Carlito Villanueva, 67, began sending his children to Spain and Italy in 1985. Now all nine of them live in Europe, along with their spouses and his 14 grandchildren. "If they had not gone, I could only see hardship for them, because life here is very difficult," he said. "I'm not sad at all. I'm very happy. As a parent, my major goal is to secure a good life for them." Each of the children is sending money to build a house in the family compound. Four have been built, and a fifth is planned. All are unoccupied, except on the rare occasion when one of the children comes home for a visit. "This is their home," he said. "Wherever they are in the world, even though they are scattered, they will come home to me." Another neighbor, Digna Escueta, 28, hadn't been home since she left to work as a maid in Padua, Italy, six years earlier. She came back for two weeks to try to straighten out a domestic nightmare: Her husband was in prison for drug use, and her daughter was out of control. Her parents worked overseas when she was growing up, starting with her mother when Escueta was 11. A brother and sister followed. Altogether, more than 50 relatives found work in Italy.Escueta married as a teenager and soon had a baby. Her husband became addicted to methamphetamine. "We grew up making our own decisions, and because of that we married young," she said. "Some children of overseas workers in this barrio fall into vice and lose direction in life." When Escueta turned 22, she also went overseas, leaving her 1-year-old daughter, Yvonne, with a cousin. Seeing her daughter for the first time in six years was not the reunion she was hoping for. Yvonne had become the terror of the neighborhood.
She slugged the boys when her mother's back was turned, making them cry. She killed kittens by hugging them to death, stepping on them or locking them in a closet, Escueta said. She killed a puppy by tying a string around its neck and letting it fall off a high bed. "She loves them to death," her mother said. Escueta acknowledged that the absence of so many parents meant troubles for the next generation of Filipinos. "Going abroad has two sides," she said. "The bad side is the separation of the family. The children grow up without a mother's supervision. Sometimes they go astray. The good side is not just the income but the possibility the whole family could go overseas, which is my dream."

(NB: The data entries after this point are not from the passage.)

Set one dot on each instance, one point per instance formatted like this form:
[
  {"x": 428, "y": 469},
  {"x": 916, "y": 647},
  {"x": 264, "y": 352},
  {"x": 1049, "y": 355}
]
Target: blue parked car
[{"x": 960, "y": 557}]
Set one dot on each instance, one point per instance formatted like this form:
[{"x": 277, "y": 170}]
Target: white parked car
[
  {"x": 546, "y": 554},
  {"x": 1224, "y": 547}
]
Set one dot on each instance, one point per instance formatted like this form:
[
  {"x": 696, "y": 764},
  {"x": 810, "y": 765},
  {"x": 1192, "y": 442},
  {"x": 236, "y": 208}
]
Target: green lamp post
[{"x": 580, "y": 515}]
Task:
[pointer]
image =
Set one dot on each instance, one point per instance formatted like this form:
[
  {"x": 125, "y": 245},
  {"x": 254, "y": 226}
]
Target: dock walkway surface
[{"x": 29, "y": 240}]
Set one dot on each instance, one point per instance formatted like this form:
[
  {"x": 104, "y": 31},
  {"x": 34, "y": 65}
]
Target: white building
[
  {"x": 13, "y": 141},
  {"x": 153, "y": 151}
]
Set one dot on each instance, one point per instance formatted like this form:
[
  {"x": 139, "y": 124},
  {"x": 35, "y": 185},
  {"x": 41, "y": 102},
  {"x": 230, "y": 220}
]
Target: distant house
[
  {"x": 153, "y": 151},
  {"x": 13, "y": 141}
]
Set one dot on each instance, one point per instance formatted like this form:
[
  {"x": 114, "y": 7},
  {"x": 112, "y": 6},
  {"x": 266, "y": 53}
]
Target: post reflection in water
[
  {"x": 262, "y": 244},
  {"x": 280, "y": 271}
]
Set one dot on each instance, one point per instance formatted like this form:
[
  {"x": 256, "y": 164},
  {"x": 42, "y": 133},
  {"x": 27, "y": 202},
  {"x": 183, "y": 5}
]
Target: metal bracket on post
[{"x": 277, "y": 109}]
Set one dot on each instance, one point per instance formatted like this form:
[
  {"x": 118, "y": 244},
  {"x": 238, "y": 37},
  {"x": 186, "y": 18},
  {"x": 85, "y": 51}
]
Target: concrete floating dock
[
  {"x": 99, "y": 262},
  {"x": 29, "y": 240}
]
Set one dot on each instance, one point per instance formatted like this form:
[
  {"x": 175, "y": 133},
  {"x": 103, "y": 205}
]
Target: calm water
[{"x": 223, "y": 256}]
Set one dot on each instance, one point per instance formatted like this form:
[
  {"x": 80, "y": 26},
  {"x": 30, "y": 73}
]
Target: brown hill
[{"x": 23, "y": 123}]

Angelo de la Cruz, a father of eight, was desperate. He needed to pay medical bills for a son who lost an eye in an accident and care for another who has Down syndrome. He decided to leave his one-room bamboo hut two hours north of Manila and return to Saudi Arabia, where he'd worked three times. He left as a truck driver. He returned as a national symbol. In July 2004, De la Cruz was ordered to deliver gasoline to U.S. troops in Iraq. He became separated from other trucks in the convoy and was abducted four hours after crossing the border. His kidnappers demanded that the Philippines withdraw its contingent of 51 troops from the U.S.-led coalition. He expected to be beheaded. But with a narrow election victory behind her, President Arroyo could not risk offending the huge constituency of overseas workers and their families. She withdrew the Philippine troops a month ahead of schedule.
De la Cruz was freed after two weeks.
On his return home, he was showered with gifts: a new three-room house, a new motorcycle, a new job, a glass eye for his son and scholarships for his children. "They kept saying I was a hero," he said. "I felt like I was just an ordinary person. Many say that I am a symbol of the Philippines. To this day, I keep wondering what it is I have become."